13. Liens – It’s worth running a Uniform Commercial Code (UCC) check with the Secretary of State or other appropriate state agency. Sometimes you will find liens that have not been released even though the creditors have been paid. You should find out if any of those exist and make sure that all liens are extinguished when the creditors are paid or if the creditor has been paid in the past.
14. Real Estate Leases – Most dealers have a separate company that owns the real estate, so terminating those leases should be no issue. It’s worthwhile, however, to check your zoning to make sure, for example, that a variance does not exist where your zoning will revert to some other classification if it was personal to your use of the property. In most cases, that will not be the case, but it’s worth checking anyway. If you were leasing from an independent third party, you’ll need to determine the liability for exiting the lease.
15. Affiliates – If you have multiple lines or dealerships and you are continuing operations in some areas, check to see if partial cessation of operations will impact loan agreements that are cross-collateralized or otherwise subject to terms that would be disadvantageous to the continuing business operations.
16. Factory Consolidations – All of the domestics are involved in some sort of consolidation effort. If they survive, these efforts will be intensified. It may be that you can strike a deal with a competitor to consolidate utilizing part of your assets or real estate and providing some shareholder or employment opportunities for you or members of your family.

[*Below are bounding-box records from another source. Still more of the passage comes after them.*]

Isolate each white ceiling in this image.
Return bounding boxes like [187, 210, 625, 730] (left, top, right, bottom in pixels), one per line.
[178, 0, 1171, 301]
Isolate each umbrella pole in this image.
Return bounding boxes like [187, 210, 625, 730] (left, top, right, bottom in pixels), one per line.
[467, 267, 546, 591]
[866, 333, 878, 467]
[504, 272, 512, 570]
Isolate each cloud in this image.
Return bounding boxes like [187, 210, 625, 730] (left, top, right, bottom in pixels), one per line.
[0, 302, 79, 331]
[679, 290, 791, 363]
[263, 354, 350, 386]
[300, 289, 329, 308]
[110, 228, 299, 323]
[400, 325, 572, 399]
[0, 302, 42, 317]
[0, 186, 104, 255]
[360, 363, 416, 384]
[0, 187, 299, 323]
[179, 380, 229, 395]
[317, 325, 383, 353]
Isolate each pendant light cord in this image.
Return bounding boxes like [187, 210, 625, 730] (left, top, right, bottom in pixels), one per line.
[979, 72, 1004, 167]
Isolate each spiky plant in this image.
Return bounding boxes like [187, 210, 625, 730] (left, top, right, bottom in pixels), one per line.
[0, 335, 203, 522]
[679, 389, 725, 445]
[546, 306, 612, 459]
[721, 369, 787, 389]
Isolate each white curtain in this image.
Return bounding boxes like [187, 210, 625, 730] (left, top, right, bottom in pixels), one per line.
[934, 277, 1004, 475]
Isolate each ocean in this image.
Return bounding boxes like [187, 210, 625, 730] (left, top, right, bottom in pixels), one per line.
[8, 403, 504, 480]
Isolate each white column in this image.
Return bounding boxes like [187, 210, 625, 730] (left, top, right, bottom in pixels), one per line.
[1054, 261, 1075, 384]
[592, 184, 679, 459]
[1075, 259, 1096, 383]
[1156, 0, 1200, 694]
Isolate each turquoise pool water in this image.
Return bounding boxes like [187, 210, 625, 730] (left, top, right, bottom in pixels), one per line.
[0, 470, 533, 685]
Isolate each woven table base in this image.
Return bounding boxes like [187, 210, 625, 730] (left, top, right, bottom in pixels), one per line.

17. Manufacturer Bankruptcy – Depending upon the ability of the dealer to maintain operations for a while, it might be prudent to see if one or more of the domestics file Chapter 11 Bankruptcy. A dealer that terminates pre-petition would have unsecured claims against the manufacturer for warranty payments, factory account incentives, etc. However, in the context of the Chapter 11, there may be arrangements worked out that could be more advantageous to the dealer body than what a dealer might individually realize if that dealer terminated the franchise pre-petition. While it would be difficult to give legal advice as to whether or not it would be more advantageous to wait to see if the manufacturer takes Chapter 11, this at least is an area that should be discussed with your legal advisor.